Piégés, ces travailleurs étrangers n’ont d’autre choix que de se soumettre aux conditions de travail qui leur sont imposées, aussi pénibles soient-elles. Semaines intensives, salaires à la tâche masqués sous un paiement à l’heure, heures supplémentaires sous-payées… et hébergement indécent.

« Le logement, c’est le point noir », souligne le sociologue. S’ils ne protestent pas, c’est qu’« ils sont révocables à tout moment », ajoute-t-il. Et si, malgré tout, ils reviennent d’une année sur l’autre, c’est pour rembourser leurs dettes et gagner enfin le salaire qu’on leur a fait miroiter.

Du côté des employeurs, « l’omerta règne sur ce sujet : les grandes maisons chez qui travaillent ces saisonniers, mais aussi les collectivités, les préfectures… Tout le monde sait, mais ferme les yeux. Et les grandes maisons ne sont jamais mises en cause », dénonce José Blanco, secrétaire général de l’intersyndicat CGT des salariés du champagne, qui observe la même loi du silence dans le Bordelais. D’autant qu’il y a très peu de contrôles de l’inspection du travail, celle-ci ayant des moyens extrêmement réduits.

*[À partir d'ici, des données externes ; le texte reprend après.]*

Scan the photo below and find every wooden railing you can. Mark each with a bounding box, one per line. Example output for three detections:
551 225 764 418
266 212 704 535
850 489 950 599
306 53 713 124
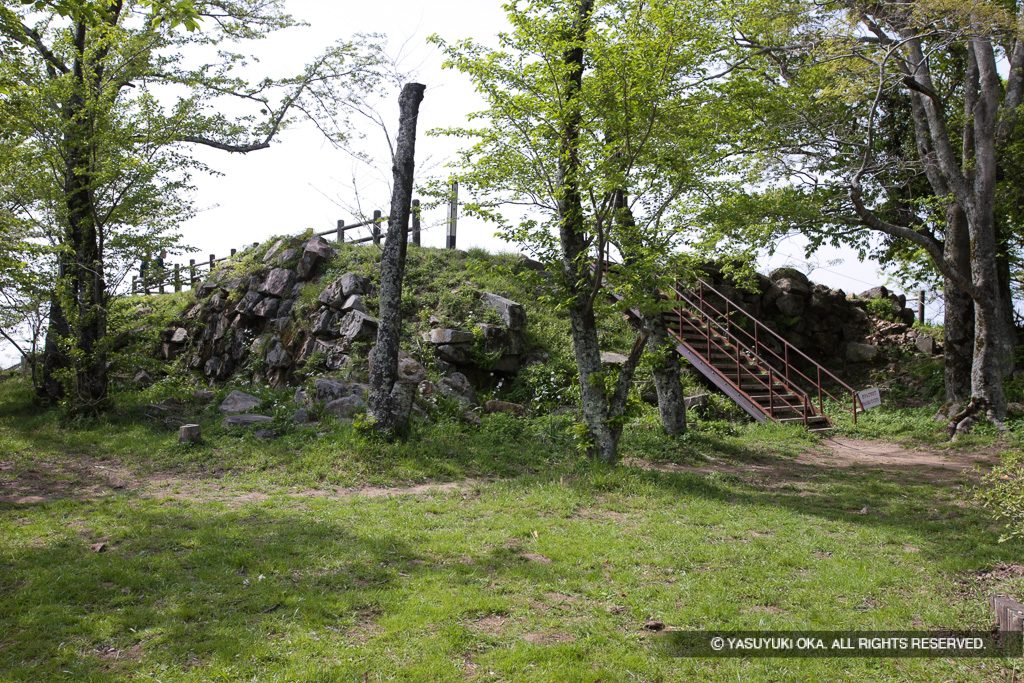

Pour informer les saisonniers – ils sont 120 000 en Champagne en septembre – de leurs droits , l’organisation syndicale conduit chaque année les « caravanes des vendanges ». Et, dès qu’elle repère une situation illégale, alerte les services de l’Etat, les associations, et ses propres avocats. Surtout, elle lutte pour changer le système, en appelant l’Etat à faire évoluer la législation et en interpellant les organisations professionnelles.

« Nous avons demandé que des règles soient inscrites dans le cahier des charges de l’AOC champagne, notamment sur les salaires, et que des sanctions soient appliquées pour ceux qui ne les respectent pas, en déclassant la récolte », détaille José Blanco.

Depuis un an, la révélation très médiatisée de la mort de quatre vendangeurs sous l’effet de la chaleur et de nouveaux cas de traite d’êtres humains ont amené des acheteurs étrangers à s’interroger et des médias anglo-saxons à se pencher sur le sujet, selon la CGT. La réputation internationale du champagne, dont la majorité des volumes est exportée, est désormais en jeu.